Health campaigners celebrate ban's 'enormous success' as smoking rates at lowest ever recorded

Katie Forster
Health Correspondent
Saturday 01 July 2017 00:05 BST
It has been illegal to smoke in an enclosed public place in England since 1 July, 2007
It has been illegal to smoke in an enclosed public place in England since 1 July, 2007 (Getty)

The number of smokers in Britain has fallen by 1.9 million since the smoking ban was introduced in England a decade ago, according to Cancer Research UK.

Health campaigners are celebrating the 10th anniversary of the legislation prohibiting smoking from almost all enclosed public spaces, including offices, factories, pubs, restaurants and railway stations.

Smoking rates are now at their lowest ever recorded and the ban has been an “enormous success” with a significant impact on public health, said the charity’s chief executive.

“As well as protecting people from the deadly effects of passive smoking, we've also seen big changes in public attitudes towards smoking,” said Sir Harpal Kumar.

“It's now far less socially acceptable and we hope this means fewer young people will fall into such a potentially lethal addiction.”

Cancer Research UK’s statistical information calculated the number of adult cigarette smokers in Great Britain had dropped nearly 20 per cent from an estimated 10.2 million in 2007 to 8.3 million in 2016.

The proportion of 16- to 24-year-olds who smoke had fallen to 17 per cent from 26 per cent in 2007, a record low and the biggest drop among all age groups.

Impact of smoking on lungs

A poll of more than 4,300 people for the charity found that just 12 per cent favoured reversing the laws.

But Sir Harpal warned “the job is far from done” as there are still more than 8 million smokers in Britain and “tens of thousands of children taking up the deadly addiction every year”.

“We need this Government to continue focusing on tobacco and we urge it to publish the Tobacco Control Plan for England as soon as possible.”

An Action on Smoking and Heath (Ash) report released to coincide with the anniversary said there was increasing public support for further measures such as a licencing scheme for tobacco retailers and a levy on the tobacco industry to pay for measures to reduce smoking.

A long-running Ash/YouGov survey showed support for the smoke-free legislation in England had increased from 78 per cent of all respondents when it came into effect in 2007 to 83 per cent now, primarily due to an increase in support among smokers from 40 per cent to 55 per cent.

Ash chief executive Deborah Arnott said: “Over the last decade the Ash/YouGov survey is evidence of high, and growing, public appetite for government action to reduce smoking prevalence.

“It's especially telling that one of the most important factors in this growth is support by smokers — and this is happening at the same time as the numbers of people smoking have fallen to the lowest on record.”

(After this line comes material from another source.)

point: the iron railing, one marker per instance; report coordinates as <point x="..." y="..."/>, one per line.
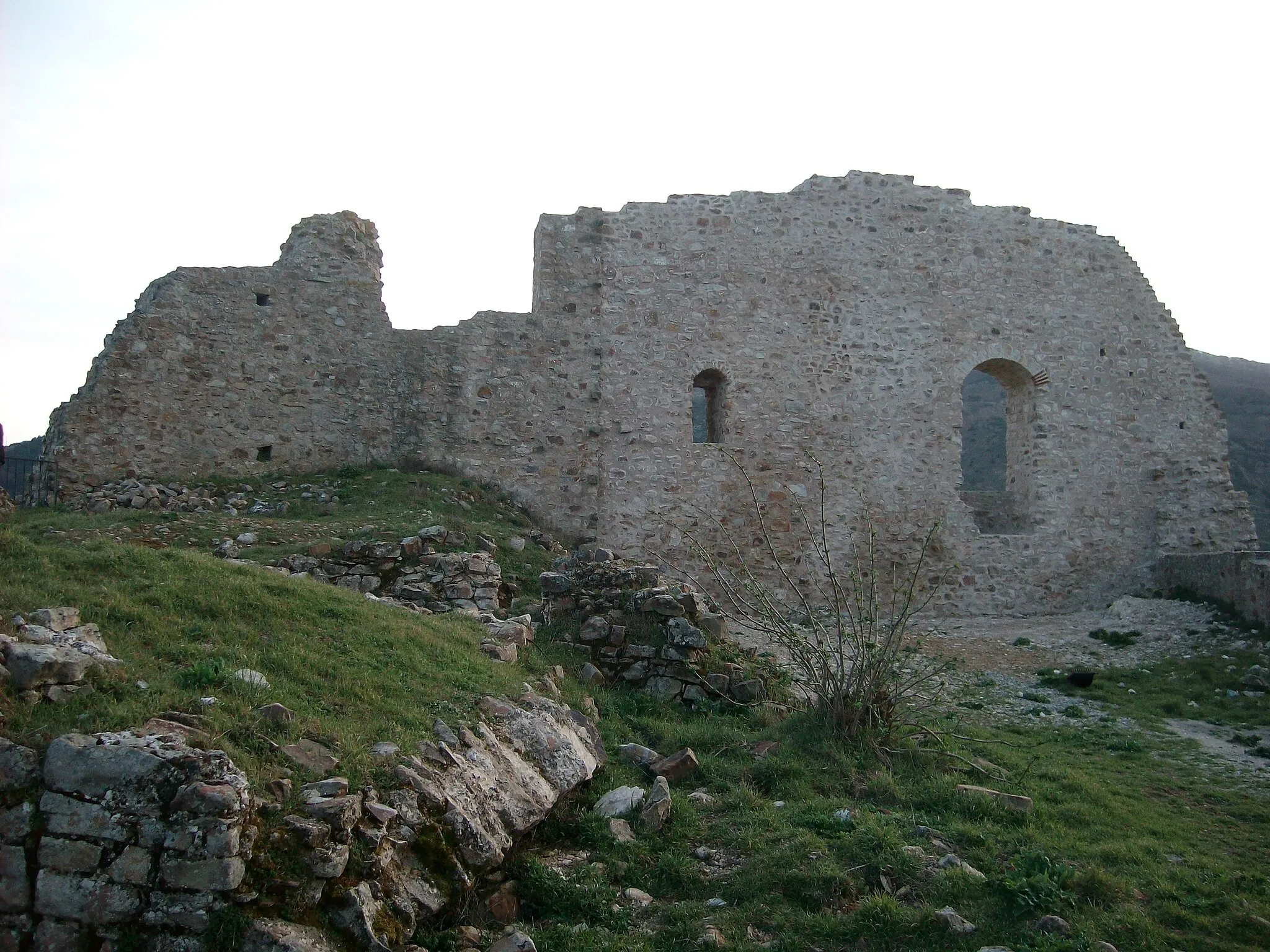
<point x="30" y="483"/>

Public Health England chief executive Duncan Selbie said: ”The smoke-free legislation has been extraordinary in the way we now experience and enjoy pubs, clubs, restaurants and so many other public places.

“Young people have not had to experience the smoke-filled bars and clubs that once choked their parents and workers. They've grown up in a world where smoking is no longer socially acceptable.

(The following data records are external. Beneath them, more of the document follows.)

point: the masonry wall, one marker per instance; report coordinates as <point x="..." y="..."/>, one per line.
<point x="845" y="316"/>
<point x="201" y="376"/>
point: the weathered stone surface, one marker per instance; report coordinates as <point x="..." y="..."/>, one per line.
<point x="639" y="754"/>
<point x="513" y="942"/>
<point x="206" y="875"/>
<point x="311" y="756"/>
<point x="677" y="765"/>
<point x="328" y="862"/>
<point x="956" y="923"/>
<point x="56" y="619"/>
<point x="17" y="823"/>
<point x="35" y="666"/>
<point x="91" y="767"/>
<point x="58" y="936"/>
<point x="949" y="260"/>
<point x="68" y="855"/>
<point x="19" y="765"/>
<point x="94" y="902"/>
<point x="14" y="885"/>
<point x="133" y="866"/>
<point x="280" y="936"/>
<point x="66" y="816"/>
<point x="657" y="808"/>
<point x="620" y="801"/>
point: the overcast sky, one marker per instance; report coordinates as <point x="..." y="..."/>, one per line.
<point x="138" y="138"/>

“The law has played a key part in the huge cultural change we have seen in the past decade, especially among younger people, a change that has literally saved thousands from disabling chronic diseases and premature death.”

A spokesman for smokers' group Forest said: ”It's disingenuous to suggest the smoking ban has been a significant factor in reducing smoking rates.

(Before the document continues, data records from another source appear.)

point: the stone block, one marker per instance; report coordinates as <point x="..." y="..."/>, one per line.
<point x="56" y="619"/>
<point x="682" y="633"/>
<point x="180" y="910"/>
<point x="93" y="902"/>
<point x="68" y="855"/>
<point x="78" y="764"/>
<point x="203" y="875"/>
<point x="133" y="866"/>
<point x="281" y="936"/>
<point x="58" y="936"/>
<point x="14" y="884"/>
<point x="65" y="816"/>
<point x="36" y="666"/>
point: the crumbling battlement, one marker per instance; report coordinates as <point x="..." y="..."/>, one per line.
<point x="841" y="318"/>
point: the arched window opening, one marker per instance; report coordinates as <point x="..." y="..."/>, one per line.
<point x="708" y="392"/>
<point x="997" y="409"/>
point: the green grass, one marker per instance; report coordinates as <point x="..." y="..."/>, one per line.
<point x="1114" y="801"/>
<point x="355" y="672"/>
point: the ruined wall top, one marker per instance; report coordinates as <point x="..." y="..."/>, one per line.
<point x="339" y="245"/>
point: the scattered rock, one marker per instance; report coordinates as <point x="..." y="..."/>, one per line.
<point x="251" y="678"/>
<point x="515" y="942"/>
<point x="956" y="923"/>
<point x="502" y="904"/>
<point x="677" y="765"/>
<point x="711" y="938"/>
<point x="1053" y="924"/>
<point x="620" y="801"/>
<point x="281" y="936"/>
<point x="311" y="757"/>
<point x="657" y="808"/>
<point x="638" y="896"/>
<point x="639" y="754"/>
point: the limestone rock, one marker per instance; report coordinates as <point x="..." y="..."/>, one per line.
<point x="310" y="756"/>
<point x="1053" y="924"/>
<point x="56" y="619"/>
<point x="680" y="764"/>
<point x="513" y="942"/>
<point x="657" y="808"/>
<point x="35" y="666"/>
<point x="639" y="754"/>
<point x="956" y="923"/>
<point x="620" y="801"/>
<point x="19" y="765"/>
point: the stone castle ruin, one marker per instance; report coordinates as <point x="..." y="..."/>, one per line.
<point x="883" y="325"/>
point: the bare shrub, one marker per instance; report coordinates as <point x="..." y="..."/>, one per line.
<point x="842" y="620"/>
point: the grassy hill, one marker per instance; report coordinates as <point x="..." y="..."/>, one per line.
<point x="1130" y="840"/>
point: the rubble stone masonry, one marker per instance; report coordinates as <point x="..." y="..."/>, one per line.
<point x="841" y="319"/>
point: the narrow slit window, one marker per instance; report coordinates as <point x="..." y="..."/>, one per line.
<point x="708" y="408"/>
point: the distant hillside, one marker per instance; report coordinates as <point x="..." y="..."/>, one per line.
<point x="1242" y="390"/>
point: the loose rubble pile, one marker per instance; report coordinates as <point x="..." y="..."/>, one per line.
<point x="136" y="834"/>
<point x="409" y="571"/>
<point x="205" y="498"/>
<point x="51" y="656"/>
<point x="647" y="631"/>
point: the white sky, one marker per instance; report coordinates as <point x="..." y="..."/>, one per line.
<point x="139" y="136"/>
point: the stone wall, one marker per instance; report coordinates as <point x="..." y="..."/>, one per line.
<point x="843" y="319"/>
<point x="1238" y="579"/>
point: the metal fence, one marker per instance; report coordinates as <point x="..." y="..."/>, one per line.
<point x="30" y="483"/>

“For five years after 2007 smoking rates fell in line with the pre-ban trend. The most substantial fall in smoking rates happened after 2012, a period that coincided with the increasing popularity of e-cigarettes.

“Attempts to force people to quit are invariably counter-productive. Education and support for less harmful products is the way to go, not prohibition and other restrictive practices.”